Open Sourcers Shy From Criticism

At the O'Reilly Open Source Convention, coders are rejoicing over hearing a lot of what they want to hear -- but woe to any voices of dissent that might take the stage. Farhad Manjoo reports from San Diego.

SAN DIEGO -- One of the difficulties of holding a conference devoted to a certain ethic -- for example, the open-source ethic -- is that after a little while it begins to feel like every speaker is preaching to the choir.

The people attending the O'Reilly Open Source Convention going on here this week think that open software is the way to engineer the future. For the most part, the speakers are telling them they're right. What's the point of all this manufactured glee, one wonders?

And yet if you see the smiles on these people's faces when some tech bigwig says his big company also uses open software, and that they're switching over to it at an increasing rate, it's easy to see why coders like to come to these things: Glee, even if it's pre-fab, lets you know you're on the right track in life.

And of course, it's no small thing when a big company says it's got a substantial stake in open source.
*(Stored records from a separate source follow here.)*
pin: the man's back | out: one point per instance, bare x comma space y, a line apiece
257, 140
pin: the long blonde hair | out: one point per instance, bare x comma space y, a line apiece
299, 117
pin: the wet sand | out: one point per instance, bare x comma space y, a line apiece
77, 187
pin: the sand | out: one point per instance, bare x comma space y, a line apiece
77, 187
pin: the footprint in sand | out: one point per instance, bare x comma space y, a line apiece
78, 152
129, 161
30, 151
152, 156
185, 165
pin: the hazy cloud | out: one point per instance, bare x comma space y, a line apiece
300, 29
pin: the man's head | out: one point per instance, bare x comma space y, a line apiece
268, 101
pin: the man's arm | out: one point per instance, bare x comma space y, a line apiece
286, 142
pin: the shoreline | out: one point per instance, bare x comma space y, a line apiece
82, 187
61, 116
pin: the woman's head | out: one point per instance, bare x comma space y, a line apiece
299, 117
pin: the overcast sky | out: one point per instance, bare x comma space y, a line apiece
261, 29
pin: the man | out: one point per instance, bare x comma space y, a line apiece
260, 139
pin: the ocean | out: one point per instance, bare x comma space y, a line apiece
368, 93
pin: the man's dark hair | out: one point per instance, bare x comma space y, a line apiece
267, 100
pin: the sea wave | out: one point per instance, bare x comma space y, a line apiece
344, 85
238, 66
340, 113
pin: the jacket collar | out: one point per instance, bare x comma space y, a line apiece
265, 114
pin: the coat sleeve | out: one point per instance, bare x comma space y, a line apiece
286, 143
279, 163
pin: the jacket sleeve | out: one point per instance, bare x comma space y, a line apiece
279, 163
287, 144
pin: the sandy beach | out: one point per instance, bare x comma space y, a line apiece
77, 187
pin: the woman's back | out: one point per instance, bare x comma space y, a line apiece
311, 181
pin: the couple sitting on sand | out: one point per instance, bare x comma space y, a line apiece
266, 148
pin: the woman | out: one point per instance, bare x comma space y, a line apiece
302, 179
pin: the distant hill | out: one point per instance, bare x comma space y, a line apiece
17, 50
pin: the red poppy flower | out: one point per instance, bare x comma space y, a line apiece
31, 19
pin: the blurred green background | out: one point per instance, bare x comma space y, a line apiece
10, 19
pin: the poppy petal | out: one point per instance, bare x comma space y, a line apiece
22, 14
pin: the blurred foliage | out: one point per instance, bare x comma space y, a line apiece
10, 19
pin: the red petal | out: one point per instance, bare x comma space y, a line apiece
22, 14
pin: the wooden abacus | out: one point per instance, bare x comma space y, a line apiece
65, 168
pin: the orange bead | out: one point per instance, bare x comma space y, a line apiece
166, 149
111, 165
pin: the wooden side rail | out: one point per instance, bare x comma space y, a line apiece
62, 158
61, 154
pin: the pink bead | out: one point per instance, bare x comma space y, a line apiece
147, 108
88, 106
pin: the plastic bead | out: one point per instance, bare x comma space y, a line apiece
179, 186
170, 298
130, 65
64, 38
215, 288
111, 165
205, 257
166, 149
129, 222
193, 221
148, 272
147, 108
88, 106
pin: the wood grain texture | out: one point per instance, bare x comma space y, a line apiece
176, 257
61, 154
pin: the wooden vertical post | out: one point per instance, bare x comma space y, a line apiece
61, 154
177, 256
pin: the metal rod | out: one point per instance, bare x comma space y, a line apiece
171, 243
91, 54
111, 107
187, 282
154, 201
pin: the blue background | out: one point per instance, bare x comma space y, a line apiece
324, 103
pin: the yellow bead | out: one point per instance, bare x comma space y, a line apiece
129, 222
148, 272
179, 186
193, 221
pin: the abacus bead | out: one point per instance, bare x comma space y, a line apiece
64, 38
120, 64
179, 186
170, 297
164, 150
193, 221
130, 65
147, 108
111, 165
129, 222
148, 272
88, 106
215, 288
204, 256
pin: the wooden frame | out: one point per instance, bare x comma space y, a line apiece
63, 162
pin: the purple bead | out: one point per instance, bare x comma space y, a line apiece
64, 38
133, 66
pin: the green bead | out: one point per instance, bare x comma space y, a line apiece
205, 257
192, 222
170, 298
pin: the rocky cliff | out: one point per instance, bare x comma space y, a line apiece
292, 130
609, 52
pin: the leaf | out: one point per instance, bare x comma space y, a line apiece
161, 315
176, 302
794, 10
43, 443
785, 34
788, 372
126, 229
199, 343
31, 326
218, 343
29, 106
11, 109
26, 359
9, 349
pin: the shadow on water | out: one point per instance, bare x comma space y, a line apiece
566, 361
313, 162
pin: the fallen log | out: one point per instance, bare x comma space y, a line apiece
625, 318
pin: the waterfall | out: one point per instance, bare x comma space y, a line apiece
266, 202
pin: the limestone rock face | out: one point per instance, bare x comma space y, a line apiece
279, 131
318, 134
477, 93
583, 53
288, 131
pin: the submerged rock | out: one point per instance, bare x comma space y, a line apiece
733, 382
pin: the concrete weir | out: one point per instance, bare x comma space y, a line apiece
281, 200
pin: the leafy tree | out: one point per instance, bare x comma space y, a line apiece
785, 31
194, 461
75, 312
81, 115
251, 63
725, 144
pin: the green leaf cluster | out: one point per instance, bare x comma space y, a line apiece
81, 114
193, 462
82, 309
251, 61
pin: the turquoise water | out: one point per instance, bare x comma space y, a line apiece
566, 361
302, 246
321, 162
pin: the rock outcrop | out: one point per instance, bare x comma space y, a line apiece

For example, when W. Phillip Moore, a systems administrator at Morgan Stanley Dean Witter, delivered a half-hour speech on why commercial software gives him nightmares and why he's much more comfortable with the free stuff -- that's a big deal, the coders realized.

"We don't sell software," Moore said. "Software is a means to an end for us, and nobody in the commercial software world can do what we want."

Open-source software is Wall Street's dirty little secret, Moore said. For some reason, none of the financial companies like to admit that they use Perl, Linux and Apache, but all the firms are teeming with it because it's the only way to get software to conform to the varying needs of a big business. (Tim O'Reilly, the conference's sponsor, speculates that the firms don't tell anyone about their use of open source because each considers it a competitive advantage.)

"With open software, I can make small changes to the code without having to go back to the company. We spend frightening sums of money on commercial stuff, and we have been repeatedly burned by the companies," Moore said.

So what's gone wrong? Many things, he said. Commercial software firms are slow to fix bugs. They have paltry support.

"Sometimes you call the 800-number and the person on the other end can't even spell the product you need help for," he quipped. Or the company goes out of business, and a firm is left holding some software it doesn't have the legal right to fix.

"The open stuff is so much more of a pleasure to work with," Moore said. "We find ourselves moving from commercial to open source for a lot of our internal infrastructure -- Apache for the Web, Linux in place of our Sun machines."

And as an added bonus, Morgan Stanley is saving money -- so much money that they're able to hire open-source developers on a contract basis to add features to their systems, features which are fed back into the open code of the product. "This way we can just pay the developers," Moore said. "We don't have to pay the marketers, the sales department, packaging."

The coders were elated with Moore's presentation -- and why shouldn't they be? He was saying everything they knew in their hearts to be true.

But that kind of faith in a movement can be problematic, as was evidenced when Fred Baker -- a "fellow" at Cisco and the former head of the Internet Engineering Task Force -- raised some "concerns" he had with open software.

While noting that "a lot of the actual technology that built the Internet was open source," Baker made the point that in order to keep a software project "stable," it must inevitably be managed by a commercial company. "Managed development is the key to a quality product," he said.

But nobody gave him the time of day. All afternoon Wednesday, you could hear people grousing about Baker's talk.

Why? Because Baker is full of it, a greedy corporate shill who -- like all those company yes-men -- is intent on crushing the open movement?

That's not likely -- he chaired the Internet Engineering Task Force, and he knows computers, and what works and what doesn't work in tech. He doesn't have a personal interest in crushing the open movement. And he did have a point -- many open projects are managed by commercial companies, and it shouldn't be inflammatory to say so.

So what accounted for the coders' very adverse reactions? They were blinded by their love for open source -- and that kind of thing, no matter how happy it makes you, can't be good for a movement.